Mountain biking from the Kelvin Bridge to Superior on the Arizona Trail.
(Ross Downard)

Don’t Miss: Mountain Biking, Chimichangas

Running 800 miles between Utah and Mexico, the Arizona Trail offers countless stretches of high-quality mountain biking. And of the Arizona Trail Association’s 43 total passages, the 38-mile segment southeast of Phoenix—passages 16 and 17—is the finest. Beginning at the Kelvin Bridge, several hours’ worth of precipitous singletrack bob and spike like an EKG chart above the Gila River before the trail turns north, climbing a dirt path into a cirque of golden granite needles and towers. Reaching the peak feels like riding into Narnia, especially when the buff thread gives way to a ten-mile, high-speed bedrock descent. Racers in the grueling Arizona Trail 300, which follows this path to Superior, sometimes wonder if they hallucinated how good it was. But this is the genuine article, best finished off with icy Tecates and greasy chimichangas at Los Hermanos in Superior, a few miles from the trailhead. —Aaron Gulley

#2. Chiricahua National Monument, Arizona

Don’t Miss: Bird-watching, Bluegrass

Though visitors come for the dark skies and the critters—coatimundis, javelinas, and a plethora of rare birds—the biggest reason to visit Chiricahua National Monument is the rocks: an alien wonderland of towering rhyolite-tuff spires and hoodoos resembling tops frozen in midspin.
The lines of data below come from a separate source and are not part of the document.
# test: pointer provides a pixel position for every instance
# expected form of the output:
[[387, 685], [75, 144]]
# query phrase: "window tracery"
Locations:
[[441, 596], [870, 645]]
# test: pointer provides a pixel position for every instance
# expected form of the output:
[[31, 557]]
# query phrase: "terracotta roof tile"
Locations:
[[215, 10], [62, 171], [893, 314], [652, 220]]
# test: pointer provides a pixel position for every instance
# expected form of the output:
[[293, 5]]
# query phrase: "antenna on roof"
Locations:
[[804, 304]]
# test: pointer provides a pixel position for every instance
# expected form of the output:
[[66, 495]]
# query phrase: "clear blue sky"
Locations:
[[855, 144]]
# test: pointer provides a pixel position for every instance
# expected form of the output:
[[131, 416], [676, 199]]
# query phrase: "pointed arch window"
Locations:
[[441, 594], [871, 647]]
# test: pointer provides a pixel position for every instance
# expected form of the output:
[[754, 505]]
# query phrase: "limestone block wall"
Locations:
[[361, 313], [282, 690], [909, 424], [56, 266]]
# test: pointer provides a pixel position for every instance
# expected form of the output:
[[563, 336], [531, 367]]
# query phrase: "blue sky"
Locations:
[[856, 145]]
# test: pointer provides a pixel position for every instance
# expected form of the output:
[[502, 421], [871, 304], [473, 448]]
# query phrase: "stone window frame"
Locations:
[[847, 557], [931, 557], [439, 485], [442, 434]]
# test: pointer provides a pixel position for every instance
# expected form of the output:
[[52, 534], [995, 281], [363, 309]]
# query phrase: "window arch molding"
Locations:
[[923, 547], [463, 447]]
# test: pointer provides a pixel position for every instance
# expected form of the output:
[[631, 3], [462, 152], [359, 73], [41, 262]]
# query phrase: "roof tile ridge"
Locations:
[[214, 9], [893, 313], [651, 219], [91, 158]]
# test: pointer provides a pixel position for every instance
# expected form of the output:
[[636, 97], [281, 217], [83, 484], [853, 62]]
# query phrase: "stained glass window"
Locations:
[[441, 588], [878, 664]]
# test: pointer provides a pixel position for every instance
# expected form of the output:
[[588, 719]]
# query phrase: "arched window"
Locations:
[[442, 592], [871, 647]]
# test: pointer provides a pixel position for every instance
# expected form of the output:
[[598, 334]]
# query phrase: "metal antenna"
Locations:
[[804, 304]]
Reserve a site at Bonita Canyon Campground, hit the 17 miles of hiking trails, and don’t forget to bring your binocs; if you’re lucky, you might spy an elegant trogon or a violet-throated hummingbird among the alligator junipers and ponderosas. You’ll understand why Apache chiefs Geronimo and Cochise were drawn to the area’s wildlife and edible plants. For more Old West vibes, head southwest to the mining town turned funky arts burg of Bisbee, 70 miles from Chiricahua and only eight miles north of the Mexico border. Set at 5,500 feet amid red hills, 140-year-old Bisbee was once the biggest town in the state; today its charm lies in chilling with a cold one while listening to banjo pickers at St. Elmo’s bar. Order a pie at Screaming Banshee Pizza or splurge at renowned Café Roka, a locally sourced, art-deco-style eatery. Then check into a decked-out Airstream at the , just outside town, and go on forgetting that the 20th century ever happened (from $85). —Will Palmer

#3. Anza-Borrego Desert State Park, California

Don’t Miss: Hiking, Gravel Riding, Wildflowers

The American Southwest teems with unexpected treasures that take just a bit of boot rubber to discover. Many are within or just beyond the boundaries of some of the region’s cities. (Hell, Edward Abbey’s bones are resting below a nameless mesa in Arizona’s Cabeza Prieta ­National Wildlife Refuge, a few hours from Tucson.) Others are harder to find yet reward travelers with some of the last grand landscapes in the country. Years ago, I paid my first visit to California’s 940-square-mile Anza-Borrego Desert State Park, 90 miles northeast of San Diego, on the westernmost lobe of the Sonoran Desert.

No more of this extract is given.